Kooperative Kommunikation

Die bisher auf dem Markt existierenden Videokonferenzlösungen erfüllen höhere Ansprüche an die Bildqualität nur unzureichend, um Videobilder mit Echtfarben zu übertragen. Deshalb entwickelt die Industrie ATM-basierende Produkte, die dank höherer Bandbreite bessere Ergebnisse liefern.

Von: Kai-Oliver Detken

Miteinander arbeiten steht in den Wunschlisten der Unternehmen ganz oben, die Netzwerke einrichten. Als Anwendungen kristallisieren sich neben den klassischen Workgroup-Applikationen immer mehr die Videokonferenzen heraus. Solche Produkte fallen unter die Rubrik Computer Supported Cooperative Work (CSCW), die ein breites Spektrum von Ansätzen für kooperatives Arbeiten umfaßt. Schließlich lassen sich mit CSCW-Anwendungen Videokonferenzen und gemeinsam benutzte Anwendungen (Application-Sharing) realisieren. Dadurch können dezentralisierte Unternehmen Reisekosten einsparen und Geschäftsprozesse effizienter gestalten. Immerhin gibt es solche CSCW-Systeme in breiter Auswahl. Sie unterscheiden sich jedoch hinsichtlich Übertragungsart, Protokollstruktur, Videoqualität und Mehrpunktunterstützung.

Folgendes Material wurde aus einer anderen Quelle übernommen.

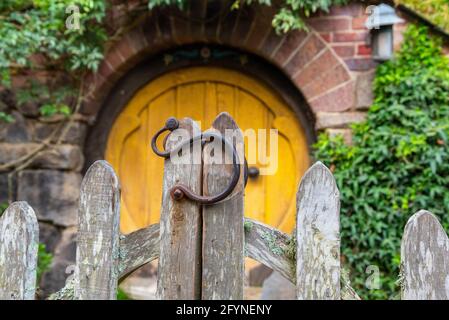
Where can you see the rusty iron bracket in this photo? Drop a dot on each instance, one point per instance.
(180, 191)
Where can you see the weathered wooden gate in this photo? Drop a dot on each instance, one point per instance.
(201, 248)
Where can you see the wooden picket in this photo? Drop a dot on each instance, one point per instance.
(97, 251)
(201, 249)
(318, 236)
(19, 237)
(223, 236)
(424, 259)
(180, 227)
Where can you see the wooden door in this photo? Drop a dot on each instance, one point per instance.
(201, 93)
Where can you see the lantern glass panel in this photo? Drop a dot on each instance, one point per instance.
(383, 43)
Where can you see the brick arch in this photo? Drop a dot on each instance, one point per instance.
(305, 57)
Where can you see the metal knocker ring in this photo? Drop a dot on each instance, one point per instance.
(170, 125)
(180, 191)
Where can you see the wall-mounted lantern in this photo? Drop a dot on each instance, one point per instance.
(381, 22)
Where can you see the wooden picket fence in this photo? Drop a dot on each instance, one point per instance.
(201, 248)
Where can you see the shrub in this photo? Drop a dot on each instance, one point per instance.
(398, 162)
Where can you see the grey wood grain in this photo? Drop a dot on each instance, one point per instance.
(318, 236)
(138, 248)
(424, 259)
(19, 238)
(97, 253)
(223, 235)
(270, 247)
(179, 271)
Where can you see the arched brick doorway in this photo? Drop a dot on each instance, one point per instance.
(261, 81)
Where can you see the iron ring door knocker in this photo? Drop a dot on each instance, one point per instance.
(180, 191)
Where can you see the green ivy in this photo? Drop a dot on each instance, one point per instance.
(44, 260)
(398, 162)
(38, 27)
(289, 16)
(5, 117)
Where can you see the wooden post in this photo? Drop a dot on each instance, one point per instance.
(223, 235)
(179, 270)
(424, 259)
(97, 252)
(19, 238)
(318, 236)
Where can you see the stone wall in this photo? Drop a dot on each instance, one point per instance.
(331, 65)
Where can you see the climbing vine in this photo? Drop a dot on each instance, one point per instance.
(398, 163)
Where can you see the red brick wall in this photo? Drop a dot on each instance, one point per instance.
(329, 64)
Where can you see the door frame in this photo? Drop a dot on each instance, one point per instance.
(190, 56)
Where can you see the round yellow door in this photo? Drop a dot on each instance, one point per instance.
(201, 93)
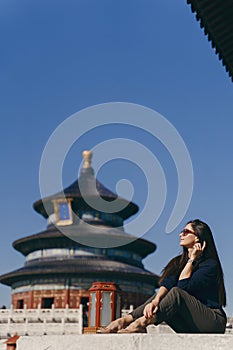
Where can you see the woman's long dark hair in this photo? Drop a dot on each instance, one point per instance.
(176, 265)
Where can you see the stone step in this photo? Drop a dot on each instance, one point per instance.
(128, 341)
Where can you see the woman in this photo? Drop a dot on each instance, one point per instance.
(191, 293)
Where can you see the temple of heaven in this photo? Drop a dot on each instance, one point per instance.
(60, 265)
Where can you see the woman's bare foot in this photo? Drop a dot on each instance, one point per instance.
(138, 326)
(116, 325)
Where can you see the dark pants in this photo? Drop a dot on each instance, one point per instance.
(186, 314)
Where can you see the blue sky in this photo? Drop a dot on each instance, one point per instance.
(58, 57)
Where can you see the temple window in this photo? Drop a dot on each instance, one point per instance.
(63, 211)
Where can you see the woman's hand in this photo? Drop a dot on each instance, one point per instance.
(150, 309)
(197, 250)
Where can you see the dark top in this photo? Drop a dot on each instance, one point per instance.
(202, 284)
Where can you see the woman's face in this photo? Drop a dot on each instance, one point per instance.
(188, 237)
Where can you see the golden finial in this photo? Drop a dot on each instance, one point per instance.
(87, 156)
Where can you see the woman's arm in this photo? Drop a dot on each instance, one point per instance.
(188, 269)
(151, 308)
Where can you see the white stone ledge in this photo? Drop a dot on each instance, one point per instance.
(127, 341)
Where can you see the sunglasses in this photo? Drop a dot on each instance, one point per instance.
(185, 232)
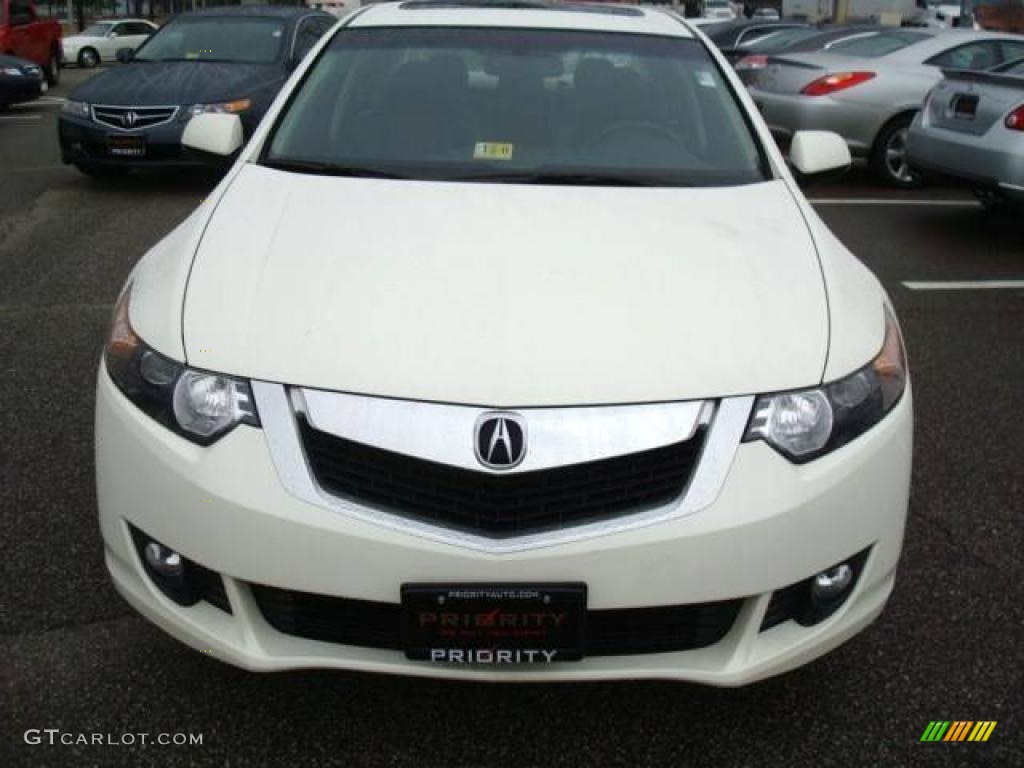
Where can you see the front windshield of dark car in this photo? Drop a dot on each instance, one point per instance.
(244, 40)
(881, 44)
(509, 104)
(96, 30)
(778, 40)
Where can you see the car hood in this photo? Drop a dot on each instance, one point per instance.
(145, 83)
(81, 39)
(507, 295)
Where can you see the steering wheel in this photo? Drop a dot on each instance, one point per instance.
(635, 127)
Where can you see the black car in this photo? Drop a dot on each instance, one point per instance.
(219, 59)
(20, 80)
(730, 36)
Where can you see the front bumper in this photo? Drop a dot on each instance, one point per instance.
(15, 90)
(773, 523)
(983, 162)
(787, 113)
(86, 141)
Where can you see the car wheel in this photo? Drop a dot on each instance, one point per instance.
(53, 70)
(88, 58)
(889, 157)
(101, 172)
(991, 201)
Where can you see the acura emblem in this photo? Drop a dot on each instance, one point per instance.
(501, 439)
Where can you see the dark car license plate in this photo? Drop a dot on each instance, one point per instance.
(126, 146)
(494, 624)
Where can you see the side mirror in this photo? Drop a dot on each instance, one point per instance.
(214, 133)
(814, 153)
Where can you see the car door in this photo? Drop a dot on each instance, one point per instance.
(20, 18)
(132, 35)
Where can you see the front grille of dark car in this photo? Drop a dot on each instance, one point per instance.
(500, 506)
(132, 118)
(378, 625)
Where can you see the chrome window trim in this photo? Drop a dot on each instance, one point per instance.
(727, 420)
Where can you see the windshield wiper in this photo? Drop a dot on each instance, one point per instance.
(329, 169)
(568, 179)
(185, 58)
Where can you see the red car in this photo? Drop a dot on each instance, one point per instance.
(24, 33)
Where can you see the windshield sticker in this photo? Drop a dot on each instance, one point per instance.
(706, 79)
(492, 151)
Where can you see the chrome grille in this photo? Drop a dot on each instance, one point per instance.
(132, 118)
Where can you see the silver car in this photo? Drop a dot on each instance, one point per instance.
(972, 129)
(869, 88)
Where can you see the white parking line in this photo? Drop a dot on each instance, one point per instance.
(41, 101)
(891, 202)
(965, 285)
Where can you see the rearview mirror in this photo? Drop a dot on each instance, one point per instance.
(813, 153)
(215, 133)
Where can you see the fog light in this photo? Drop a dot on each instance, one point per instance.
(164, 561)
(833, 584)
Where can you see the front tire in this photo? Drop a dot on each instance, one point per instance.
(87, 58)
(889, 156)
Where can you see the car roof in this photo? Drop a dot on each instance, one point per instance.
(727, 29)
(254, 11)
(547, 14)
(940, 40)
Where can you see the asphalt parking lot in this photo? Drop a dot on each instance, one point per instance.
(950, 645)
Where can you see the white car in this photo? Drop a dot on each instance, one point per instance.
(541, 404)
(101, 41)
(719, 10)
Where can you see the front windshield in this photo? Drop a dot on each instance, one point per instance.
(252, 40)
(538, 105)
(878, 45)
(96, 30)
(779, 40)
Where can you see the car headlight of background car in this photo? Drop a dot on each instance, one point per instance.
(807, 423)
(76, 110)
(198, 404)
(225, 108)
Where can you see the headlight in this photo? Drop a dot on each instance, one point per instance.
(805, 424)
(76, 110)
(226, 108)
(198, 404)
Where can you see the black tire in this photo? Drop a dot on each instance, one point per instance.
(993, 202)
(87, 58)
(102, 172)
(889, 155)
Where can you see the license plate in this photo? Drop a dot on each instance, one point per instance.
(965, 107)
(126, 146)
(494, 624)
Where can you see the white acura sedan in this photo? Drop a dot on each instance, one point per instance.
(508, 349)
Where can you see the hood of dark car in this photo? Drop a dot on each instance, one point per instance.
(153, 83)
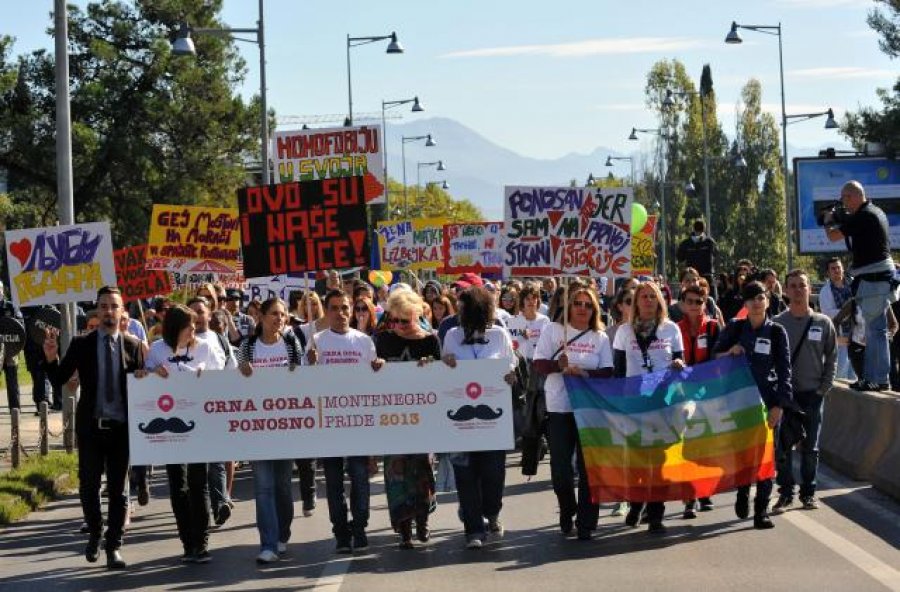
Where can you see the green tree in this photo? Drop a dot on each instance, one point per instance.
(147, 126)
(868, 124)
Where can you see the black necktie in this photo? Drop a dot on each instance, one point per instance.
(109, 374)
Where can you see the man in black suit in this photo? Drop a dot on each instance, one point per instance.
(102, 359)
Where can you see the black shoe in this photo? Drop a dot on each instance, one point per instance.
(742, 505)
(633, 516)
(92, 550)
(565, 524)
(114, 560)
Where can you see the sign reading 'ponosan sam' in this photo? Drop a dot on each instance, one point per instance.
(567, 230)
(317, 412)
(60, 263)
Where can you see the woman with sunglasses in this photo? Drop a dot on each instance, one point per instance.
(481, 475)
(408, 478)
(649, 343)
(581, 349)
(765, 345)
(698, 333)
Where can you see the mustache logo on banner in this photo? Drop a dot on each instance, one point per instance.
(470, 412)
(159, 425)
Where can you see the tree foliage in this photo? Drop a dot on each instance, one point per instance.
(147, 126)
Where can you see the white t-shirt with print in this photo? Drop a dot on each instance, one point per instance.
(591, 351)
(525, 334)
(668, 342)
(352, 347)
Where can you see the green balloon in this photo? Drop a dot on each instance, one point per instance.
(638, 218)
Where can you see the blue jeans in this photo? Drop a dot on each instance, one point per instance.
(813, 406)
(873, 301)
(274, 504)
(358, 469)
(563, 436)
(479, 487)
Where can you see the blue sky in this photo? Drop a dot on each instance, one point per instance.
(545, 79)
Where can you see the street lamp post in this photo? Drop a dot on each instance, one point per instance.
(668, 102)
(630, 159)
(184, 45)
(429, 142)
(393, 47)
(662, 187)
(385, 105)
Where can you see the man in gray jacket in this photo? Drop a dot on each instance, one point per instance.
(812, 341)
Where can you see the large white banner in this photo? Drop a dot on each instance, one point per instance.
(319, 411)
(59, 264)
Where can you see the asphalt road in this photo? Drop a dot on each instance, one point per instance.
(851, 543)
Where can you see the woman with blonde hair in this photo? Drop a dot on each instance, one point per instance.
(408, 478)
(649, 343)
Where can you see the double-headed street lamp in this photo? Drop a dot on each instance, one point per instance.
(662, 190)
(385, 105)
(184, 45)
(393, 47)
(429, 142)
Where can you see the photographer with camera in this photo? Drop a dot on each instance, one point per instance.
(864, 228)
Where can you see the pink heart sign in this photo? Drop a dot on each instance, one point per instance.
(166, 403)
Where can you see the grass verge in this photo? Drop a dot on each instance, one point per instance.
(38, 480)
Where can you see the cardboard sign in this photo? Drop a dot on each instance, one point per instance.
(473, 247)
(194, 239)
(412, 244)
(643, 249)
(306, 226)
(60, 263)
(582, 231)
(133, 277)
(330, 153)
(315, 411)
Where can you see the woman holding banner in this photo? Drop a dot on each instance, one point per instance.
(582, 349)
(765, 345)
(271, 346)
(408, 478)
(180, 350)
(649, 343)
(481, 475)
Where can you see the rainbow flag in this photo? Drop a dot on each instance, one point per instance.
(673, 435)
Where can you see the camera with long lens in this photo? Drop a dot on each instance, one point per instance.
(833, 214)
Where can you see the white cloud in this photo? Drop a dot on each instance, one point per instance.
(588, 47)
(841, 73)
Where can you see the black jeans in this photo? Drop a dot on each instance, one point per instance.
(100, 450)
(479, 487)
(189, 493)
(563, 435)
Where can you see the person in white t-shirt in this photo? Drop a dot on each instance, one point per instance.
(481, 475)
(649, 343)
(272, 346)
(180, 350)
(340, 344)
(581, 349)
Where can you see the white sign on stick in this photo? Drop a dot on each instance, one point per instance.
(319, 411)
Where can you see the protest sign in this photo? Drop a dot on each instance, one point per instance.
(59, 263)
(133, 277)
(316, 411)
(643, 249)
(473, 247)
(411, 244)
(330, 153)
(305, 226)
(567, 230)
(193, 239)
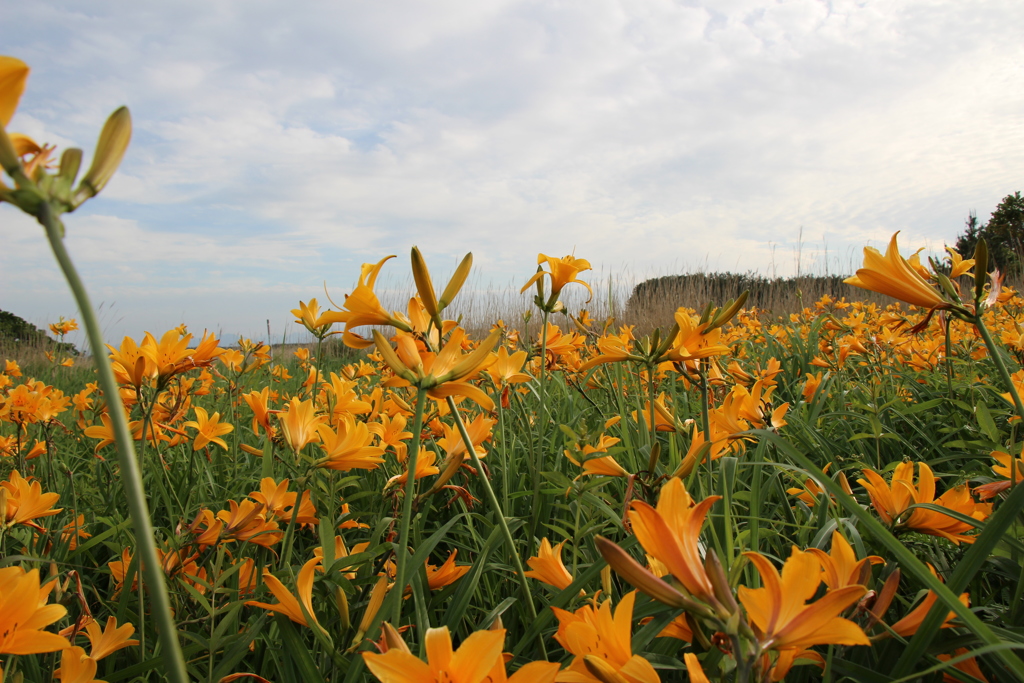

Das Potential dieses Marktes hat Alcatel SEL (http://www.alcatel.de) erkannt und nutzt seine TK-Anlagen für unterschiedliche Medien. Für diese Aufgaben entwickelte das deutsch-französische Unternehmen die TK-Anlage "4400", die mittlere und hohe Kapazitäten erlaubt. Zugangsmöglichkeiten bietet die Anlage über ISDN, Datenserver und öffentliche sowie private ATM-Netze. Dadurch wird die Integration von Sprach-, Bild- und Datentransfer ermöglicht. Endgeräte können mit der TK-Anlage über 25,6 MBit/s verbunden werden. Auf diese Weise lassen sich bestehende Verkabelungen wie UTP Kategorie 3 bis 5 und STP weiter nutzen. PC-Endgeräte mit PCI-Bus benötigen folgende Karten:

Netzwerkkarte mit 25,6 MBit/s-Übertragungsrate, Audiokarte (ITU-T: G.711, G.722, G.728 und MPEG-1/2 für Audio) sowie Videokarte (Formate: CIF, 8 MBit/s, H.261-Kodierung, JPEG).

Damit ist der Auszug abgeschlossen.